CVE-2026-22699 – RustCrypto SM2 invalid EC point unwrap panic
What is actually happening
SM2 ciphertexts include elliptic-curve points that must lie on a specific curve and follow strict mathematical rules. In vulnerable versions, the unwrap logic trusts these points too early. Invalid points slip through initial parsing and only cause problems once low-level math operations begin.
At that point, the library panics.
This is a well-known cryptographic failure pattern: assuming curve validity instead of enforcing it.
How this would be exploited in practice
An attacker crafts SM2 ciphertext that looks normal on the surface but contains elliptic-curve points that:
- Do not lie on the curve
- Use invalid coordinates
- Break internal arithmetic assumptions
When the service attempts to unwrap the ciphertext, it crashes.
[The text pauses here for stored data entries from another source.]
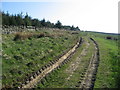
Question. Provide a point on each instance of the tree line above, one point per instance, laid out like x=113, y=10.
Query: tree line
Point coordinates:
x=26, y=20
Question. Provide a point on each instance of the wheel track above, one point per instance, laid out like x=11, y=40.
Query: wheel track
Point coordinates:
x=39, y=75
x=90, y=74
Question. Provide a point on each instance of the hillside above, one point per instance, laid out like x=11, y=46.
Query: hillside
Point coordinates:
x=56, y=58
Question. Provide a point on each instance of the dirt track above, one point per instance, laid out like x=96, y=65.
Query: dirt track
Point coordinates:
x=34, y=81
x=90, y=75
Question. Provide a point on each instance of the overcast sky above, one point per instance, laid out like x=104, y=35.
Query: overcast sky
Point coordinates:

Like CVE-2026-22700, this attack is remote, requires no authentication, and can be repeated indefinitely.
MITRE ATT&CK mapping
- Impact – Endpoint Denial of Service (T1499)
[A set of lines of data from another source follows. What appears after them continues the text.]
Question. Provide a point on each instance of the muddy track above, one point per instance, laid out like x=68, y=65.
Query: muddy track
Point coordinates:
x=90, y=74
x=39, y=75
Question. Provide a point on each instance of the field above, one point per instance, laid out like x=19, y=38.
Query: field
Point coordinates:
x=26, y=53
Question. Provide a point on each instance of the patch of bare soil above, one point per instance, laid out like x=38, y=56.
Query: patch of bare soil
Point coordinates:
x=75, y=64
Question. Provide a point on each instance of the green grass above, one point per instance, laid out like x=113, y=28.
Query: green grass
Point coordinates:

How defenders usually notice it
- Crashes only occur during decryption, not encryption
- Failures cluster around unwrap or EC parsing code paths
- Restart loops triggered by specific external inputs
Detection signals and payload traits
Indicators
- Panic traces mentioning elliptic-curve operations
- Repeated decrypt failures immediately before crashes
Payload characteristics
- EC point values outside valid numeric ranges
- Non-canonical or malformed point encodings
Detection rules and log sources
- Alert on unwrap failures followed by abnormal termination
- Correlate EC parsing errors with crashes
Log sources
- Cryptographic error logs
- Runtime panic backtraces
- Container or VM crash logs
Fix
Upgrade to the official RustCrypto release that enforces strict elliptic-curve point validation before any cryptographic arithmetic.
CVE-2026-22698 – RustCrypto SM2 nonce entropy collapse enabling ciphertext decryption
What is actually happening
SM2 encryption relies on a fresh, unpredictable nonce for every encryption operation. In affected implementations, nonce generation can degrade due to poor entropy handling or flawed randomness usage. When that happens, nonces may repeat or become predictable.
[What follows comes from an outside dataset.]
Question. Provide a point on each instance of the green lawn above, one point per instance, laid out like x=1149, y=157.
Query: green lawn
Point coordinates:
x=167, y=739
This does not crash systems. Instead, it quietly breaks encryption.
How this would be exploited in practice
An attacker who can observe multiple ciphertexts—through logs, backups, network traffic, or compromised storage—can look for repeated or correlated encryption values. With enough samples, they can:
- Recover plaintext
- Infer relationships between encrypted messages
- Gradually undermine the secrecy of protected data
This attack is subtle. Systems keep running, and no errors appear.
MITRE ATT&CK mapping
- Credential Access – Cryptographic Key Compromise (T1552)
- Collection – Data from Cryptographic Weaknesses
How defenders usually notice it
Often they don’t—until data is already exposed. When detected, it is usually through:
- Cryptographic reviews
- Incident response investigations
- Detection of repeated ciphertext patterns
Detection signals and payload traits
Indicators
- Identical or highly similar ciphertext components across different messages
Payload characteristics
- Reused ephemeral values in SM2 output
- Patterns where randomness should exist
Detection rules and log sources
- Alert on duplicate ciphertext components within defined time windows
- Monitor entropy warnings in runtime environments
Log sources
- Encryption audit logs
- Application telemetry
- Secure logging pipelines capturing cryptographic metadata
Fix
Apply the official RustCrypto patch that corrects nonce generation and ensure the runtime environment provides strong entropy, especially in containers and virtualized systems.
Final /takeaway
Taken together, these issues show two classic failure modes: crash-on-bad-input and silent cryptographic weakness. The former hurts availability immediately; the latter quietly erodes trust over time. Both demand prompt patching, careful monitoring, and a healthy skepticism of cryptographic inputs received from the outside world.